In other words, if the derivative is a differential $1$-form, i.e. $\sum_{i} \frac{\partial f}{\partial x_i} dx_i$, a section of the cotangent bundle, then the second derivative should be $\sum_{k,l} \frac{\partial^2 f(y(x))}{\partial y_k \partial x_l} dy_k \otimes dy_l$. This makes sense since $dy_k=\sum_{i} \frac{\partial y_k}{\partial x_i} dx_i$, and $dy_l=\sum_{j} \frac{\partial y_l}{\partial x_j} dx_i$, meaning that $\sum_{k,l} \frac{\partial^2 f(y(x))}{\partial y_k \partial x_l} dy_k \otimes dy_l = \sum_{k,l} \frac{\partial^2 f(y(x))}{\partial y_k \partial x_l} (\sum_{i} \frac{\partial y_k}{\partial x_i} dx_i) \otimes (\sum_{j} \frac{\partial y_l}{\partial x_j} dx_j) = \sum_{i,j,k,l} \frac{\partial^2 f(y(x))}{\partial y_k \partial x_l} \frac{\partial y_k}{\partial x_i} \frac{\partial y_l}{\partial x_j} dx_i dx_j = \sum_{i,j} \frac{\partial^2 f}{\partial x_i \partial x_j}$, making it coordinate independent. Note that I did not use exterior powers, I used tensor powers, since I wanted to actually find a way to make sense of second derivatives, rather than having $d^2=0$. This means the Hessian should be a rank $2$ tensor ((2,0) or (0,2), I can't remember which, but definitely not (1,1)).
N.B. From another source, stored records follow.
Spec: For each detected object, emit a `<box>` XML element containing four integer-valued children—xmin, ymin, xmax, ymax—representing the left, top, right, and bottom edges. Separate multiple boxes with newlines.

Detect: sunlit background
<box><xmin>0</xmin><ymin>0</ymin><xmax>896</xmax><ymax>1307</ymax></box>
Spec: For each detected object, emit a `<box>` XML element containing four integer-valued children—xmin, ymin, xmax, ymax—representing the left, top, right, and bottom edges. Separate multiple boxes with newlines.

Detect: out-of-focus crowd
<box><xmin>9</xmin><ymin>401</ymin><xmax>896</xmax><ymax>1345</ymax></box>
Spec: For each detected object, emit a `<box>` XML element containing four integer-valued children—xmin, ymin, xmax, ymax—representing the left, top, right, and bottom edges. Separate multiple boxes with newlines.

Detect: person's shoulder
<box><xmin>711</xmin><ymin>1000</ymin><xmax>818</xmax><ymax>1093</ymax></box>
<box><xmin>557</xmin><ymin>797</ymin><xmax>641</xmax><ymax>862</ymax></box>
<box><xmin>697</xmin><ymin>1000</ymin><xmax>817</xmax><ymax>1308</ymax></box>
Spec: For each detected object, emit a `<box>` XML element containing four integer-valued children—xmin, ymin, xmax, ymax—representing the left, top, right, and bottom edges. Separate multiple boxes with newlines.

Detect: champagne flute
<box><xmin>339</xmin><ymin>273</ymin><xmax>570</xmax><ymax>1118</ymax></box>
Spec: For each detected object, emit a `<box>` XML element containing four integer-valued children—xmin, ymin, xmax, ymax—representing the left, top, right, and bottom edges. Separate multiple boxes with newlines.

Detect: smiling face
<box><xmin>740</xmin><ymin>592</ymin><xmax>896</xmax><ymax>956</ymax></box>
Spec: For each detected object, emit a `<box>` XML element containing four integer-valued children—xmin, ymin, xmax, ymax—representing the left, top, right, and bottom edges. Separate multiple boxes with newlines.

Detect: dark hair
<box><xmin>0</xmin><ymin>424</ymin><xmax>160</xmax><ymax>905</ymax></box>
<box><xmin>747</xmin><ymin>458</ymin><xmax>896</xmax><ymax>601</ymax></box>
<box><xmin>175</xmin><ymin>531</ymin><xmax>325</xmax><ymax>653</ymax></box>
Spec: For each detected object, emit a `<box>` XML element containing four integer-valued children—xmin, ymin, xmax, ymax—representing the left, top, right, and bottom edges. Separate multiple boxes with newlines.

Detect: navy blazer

Does this make sense? Can we then express the third, etc, derivative as a tensor? More interestingly, how can this help us make sense of Taylor's formula? Can we come up with a coordinate-free Taylor series of a function at a point on a manifold?
EDIT: An in general, if the first $n$ derivatives vanish, then the $n+1$ derivative should be a rank $n+1$ tensor, right?
Best Answer
No, no, no! You left out a term involving $\frac{df(y(x))}{dy}\frac{d^2y}{dx^2}$. This term vanishes at critical points -- points where $df=0$ -- so that indeed at such a point the Hessian define a tensor -- a symmetric bilinear form on the tangent space at that point -- independent of coordinates. Paying attention to what kind of bilinear form it happens to be is the beginning of Morse theory, but it's only intrinsically defined as a tensor if you're at a critical point.
Notice that even the question of whether the Hessian is zero or not is dependent on coordinates. Even in a one-dimensional manifold.
Taylor polynomials don't live in tensor bundles, but in something more subtle called jet bundles.